Iran Syaratkan Pencabutan Blokade Selat Hormuz untuk Perundingan
Foto: Ilustrasi Iran Syaratkan Pencabutan Blokade Selat Hormuz untuk Perundingan.

Duta Besar Iran untuk PBB Amir-Saeid Iravani menyatakan kesediaan Teheran untuk kembali berunding dengan Amerika Serikat jika blokade di Selat Hormuz dicabut. Pernyataan ini merespons kebijakan Washington yang membatasi akses kapal ke berbagai pelabuhan di Iran pada Rabu (22/4/2026).

Sebagaimana dilansir dari Kompas, ketegangan ini memuncak saat Presiden AS Donald Trump memperpanjang masa gencatan senjata secara sepihak. Iravani menegaskan bahwa pihak AS telah melakukan sejumlah pelanggaran terhadap kesepakatan gencatan senjata yang seharusnya berakhir pada pertengahan pekan ini.

"Amerika Serikat harus menghentikan pelanggaran gencatan senjata sebelum negosiasi apa pun," kata Amir-Saeid Iravani.

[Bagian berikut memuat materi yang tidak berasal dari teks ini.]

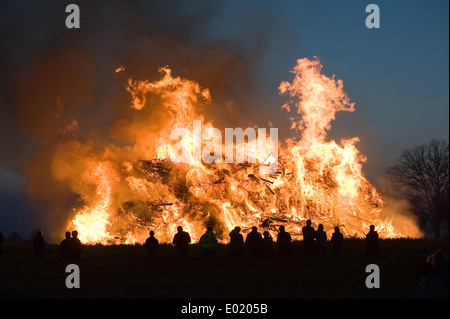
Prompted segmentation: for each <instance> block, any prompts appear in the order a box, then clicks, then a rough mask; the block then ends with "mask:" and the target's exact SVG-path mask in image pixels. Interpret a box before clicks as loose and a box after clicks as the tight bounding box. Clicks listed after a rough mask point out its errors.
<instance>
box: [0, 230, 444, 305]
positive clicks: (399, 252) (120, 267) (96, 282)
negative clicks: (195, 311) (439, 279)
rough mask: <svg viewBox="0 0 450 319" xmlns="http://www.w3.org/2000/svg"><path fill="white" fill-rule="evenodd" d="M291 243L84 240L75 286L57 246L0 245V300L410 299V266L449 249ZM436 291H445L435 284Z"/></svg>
mask: <svg viewBox="0 0 450 319" xmlns="http://www.w3.org/2000/svg"><path fill="white" fill-rule="evenodd" d="M295 244H296V247H297V249H296V251H295V254H294V255H293V256H292V257H291V258H290V259H287V260H286V259H279V258H278V257H277V256H276V255H274V256H268V257H264V258H258V259H255V258H252V257H250V256H248V255H245V256H243V257H242V258H240V259H236V258H231V257H229V256H228V247H227V246H226V245H220V246H219V249H218V252H217V254H216V255H215V256H204V255H203V254H202V253H201V251H200V248H199V247H198V246H197V245H192V246H191V248H190V255H189V256H188V257H187V258H185V259H180V258H177V257H176V251H175V248H174V247H172V246H171V245H166V244H163V245H161V247H160V250H159V252H158V254H157V255H156V256H154V257H149V256H148V255H147V252H146V251H145V249H144V248H143V247H142V246H138V245H134V246H127V245H119V246H101V245H95V246H85V247H84V250H83V253H82V258H81V260H80V261H79V262H78V263H77V264H78V266H79V267H80V286H81V287H80V289H68V288H66V286H65V280H66V277H67V276H68V275H69V274H68V273H66V272H65V267H66V265H67V264H68V262H67V261H65V260H63V259H62V258H61V256H60V255H59V253H58V246H57V245H47V246H46V250H45V255H44V257H42V258H40V259H33V257H32V249H31V245H30V244H29V243H20V244H5V246H4V252H3V254H2V255H0V298H163V299H166V298H170V299H172V298H177V299H179V298H181V299H186V298H189V299H191V298H194V299H196V298H208V299H215V298H232V299H235V298H251V299H255V298H256V299H260V298H271V299H272V298H275V299H276V298H283V299H292V298H294V299H298V298H308V299H316V298H319V299H334V298H339V299H342V298H344V299H345V298H387V299H390V298H415V293H416V289H417V283H418V282H417V278H416V275H415V271H414V268H415V266H417V265H418V264H420V263H422V262H423V261H424V260H425V258H426V256H427V255H429V254H431V253H433V252H434V251H436V250H437V249H443V250H444V251H445V253H446V254H447V255H448V246H449V245H448V244H449V242H448V238H440V239H395V240H394V239H392V240H390V239H386V240H381V241H380V248H381V250H382V254H381V255H380V256H374V257H365V256H364V241H363V240H360V239H347V240H346V241H345V242H344V248H343V252H342V253H341V255H339V256H335V255H332V254H331V253H327V255H325V256H321V257H320V258H319V257H316V258H313V259H307V258H306V257H305V256H303V254H302V253H301V243H298V242H297V243H295ZM372 263H374V264H377V265H378V266H379V268H380V288H378V289H368V288H367V287H366V286H365V279H366V277H367V276H368V275H369V274H368V273H366V272H365V269H366V266H367V265H368V264H372ZM438 296H439V297H444V296H445V295H444V293H443V290H442V288H440V287H438Z"/></svg>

Perundingan lanjutan rencananya akan dilangsungkan di Islamabad, Pakistan, segera setelah hambatan militer di perairan internasional tersebut dihilangkan. Iravani menyebut Iran telah menyiapkan berbagai langkah untuk menghadapi dinamika hubungan kedua negara ke depan.

"Segera setelah mereka mencabut blokade, negosiasi babak selanjutanya akan digelar di Islamabad (Pakistan). Iran siap untuk skenario apa pun," kata Amir-Saeid Iravani.

Pihak militer Amerika Serikat sebelumnya telah melakukan pencegatan akses kapal menuju pelabuhan Iran sejak pekan lalu. Langkah ini diambil karena Teheran dinilai belum menunjukkan itikad untuk menyepakati perjanjian damai secara menyeluruh.

Donald Trump menuntut agar Iran sepenuhnya menghentikan program nuklir dan menyudahi segala bentuk blokade di Selat Hormuz. Meski demikian, Iravani menekankan bahwa posisi Iran saat ini hanya bersifat defensif dalam menghadapi agresi.

"Kami bukanlah inisiator agresi militer. Jika mereka mencari solusi politis, kami siap. Jika mereka menginginkan perang, Iran juga siap," kata Amir-Saeid Iravani.

Pakistan saat ini bertindak sebagai mediator yang mendorong perpanjangan gencatan senjata tersebut di tengah ketidakpastian. Hingga kini, otoritas resmi Iran belum memberikan pernyataan tambahan terkait durasi pasti perpanjangan gencatan senjata yang diumumkan secara sepihak oleh Trump.